The dogs that end up being truly great working dogs have all these traits in some degree in raw form at the beginning. Some handlers never recognize the positive as well as the negative aspects of their dogs. That recognition on the handler's part makes for a better dog and a better handler.

Ann Witte: I look for focus and biddability. As the call-off is easily taught to puppies, I look for a pup to wants to gather the sheep when encouraged to do so, yet willingly recall on "command". I like to see a naturally wide flank, an indication that the dog has natural balance, and a pup that will use its bark to exert control. In an older dog, I want to see the potential for biddability and a response to physical directions.

Claudia Frank: I like a calm workman-like attitude. I want to have the dog willing to "bend" in both mind and body and try to allow the dog to "give" to my pressure rather than running away from it. These are fine distinctions but really affect the way the dog trains out in the end. I want a Border Collie that naturally will walk right in on stock and make it move by their presence and back it up with a bite if necessary.

My farm operation just doesn't allow for dogs which cannot handle all situations. Shelties are less inclined to walk straight into reluctant stock so I try to build their confidence and their ability to hold their position allowing the stock to move away.
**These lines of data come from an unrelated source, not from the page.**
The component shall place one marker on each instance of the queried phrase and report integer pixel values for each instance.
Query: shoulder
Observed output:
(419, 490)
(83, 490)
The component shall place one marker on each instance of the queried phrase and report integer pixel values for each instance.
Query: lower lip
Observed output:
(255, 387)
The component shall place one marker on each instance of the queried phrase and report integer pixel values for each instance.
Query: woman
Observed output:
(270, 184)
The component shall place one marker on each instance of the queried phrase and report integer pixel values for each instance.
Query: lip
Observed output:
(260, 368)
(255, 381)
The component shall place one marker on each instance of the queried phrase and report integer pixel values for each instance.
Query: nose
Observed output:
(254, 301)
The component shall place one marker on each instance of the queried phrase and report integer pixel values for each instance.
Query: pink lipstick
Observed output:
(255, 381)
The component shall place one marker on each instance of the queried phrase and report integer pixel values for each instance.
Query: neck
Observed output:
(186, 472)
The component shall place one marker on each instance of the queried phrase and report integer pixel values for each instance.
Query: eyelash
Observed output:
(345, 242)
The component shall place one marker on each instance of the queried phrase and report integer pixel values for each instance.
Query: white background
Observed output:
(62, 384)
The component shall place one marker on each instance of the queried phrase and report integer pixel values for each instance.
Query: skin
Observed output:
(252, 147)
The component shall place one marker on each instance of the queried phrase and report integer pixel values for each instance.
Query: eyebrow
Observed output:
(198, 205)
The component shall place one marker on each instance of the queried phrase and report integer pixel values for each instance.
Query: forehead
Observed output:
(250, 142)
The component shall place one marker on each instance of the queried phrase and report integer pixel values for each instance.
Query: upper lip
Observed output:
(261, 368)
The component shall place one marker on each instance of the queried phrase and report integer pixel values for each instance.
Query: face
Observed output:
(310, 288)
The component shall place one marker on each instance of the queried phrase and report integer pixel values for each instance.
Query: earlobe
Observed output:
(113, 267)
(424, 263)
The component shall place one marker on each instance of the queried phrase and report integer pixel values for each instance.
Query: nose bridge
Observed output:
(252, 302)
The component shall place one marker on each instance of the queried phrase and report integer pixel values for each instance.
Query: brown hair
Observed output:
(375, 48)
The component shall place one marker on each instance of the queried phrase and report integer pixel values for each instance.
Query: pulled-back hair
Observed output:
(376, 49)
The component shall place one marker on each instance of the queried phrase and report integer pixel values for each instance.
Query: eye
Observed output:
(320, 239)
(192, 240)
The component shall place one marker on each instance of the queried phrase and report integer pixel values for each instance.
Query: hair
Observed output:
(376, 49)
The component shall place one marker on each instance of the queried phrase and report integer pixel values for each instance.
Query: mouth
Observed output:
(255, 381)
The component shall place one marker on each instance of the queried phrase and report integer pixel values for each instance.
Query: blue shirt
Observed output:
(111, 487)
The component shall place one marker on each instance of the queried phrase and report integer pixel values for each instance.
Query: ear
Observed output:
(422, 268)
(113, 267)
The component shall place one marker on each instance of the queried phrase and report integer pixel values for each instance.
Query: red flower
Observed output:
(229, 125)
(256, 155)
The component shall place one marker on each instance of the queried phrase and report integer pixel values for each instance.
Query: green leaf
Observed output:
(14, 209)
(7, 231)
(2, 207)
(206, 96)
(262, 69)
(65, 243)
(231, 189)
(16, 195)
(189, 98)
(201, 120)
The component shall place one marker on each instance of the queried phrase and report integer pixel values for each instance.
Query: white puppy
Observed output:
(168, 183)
Some will bite if necessary but it is harder to get a clean bite that doesn't blow the balance of the sheep.

Additional comments:

Ann Witte: Bearded Collies, being an upright, loose-eyed breed, will tend to run close and fast. They also retain a strong awareness of their handler's "body language" and the location and direction of the stock. When a talented Beardie is trained by refining their natural style, their progress is amazing.

Claudia Frank: Training both Border Collies and Shetland Sheepdogs, I have the SAME standards as to what constitutes correct performance. I may have to do more building of correct performance with the Shelties. While not taking unnecessary chances, the Border Collies do all the work which may involve all types of stock including cattle, sheep, goats and ducks. I keep the Shelties restrictions in size and power in mind and do not ask them to do work that may put them in danger or over their heads. When stock are moving correctly on the farm or through a trial course it shouldn't matter which breed of dog is doing the work. The stock should move the same.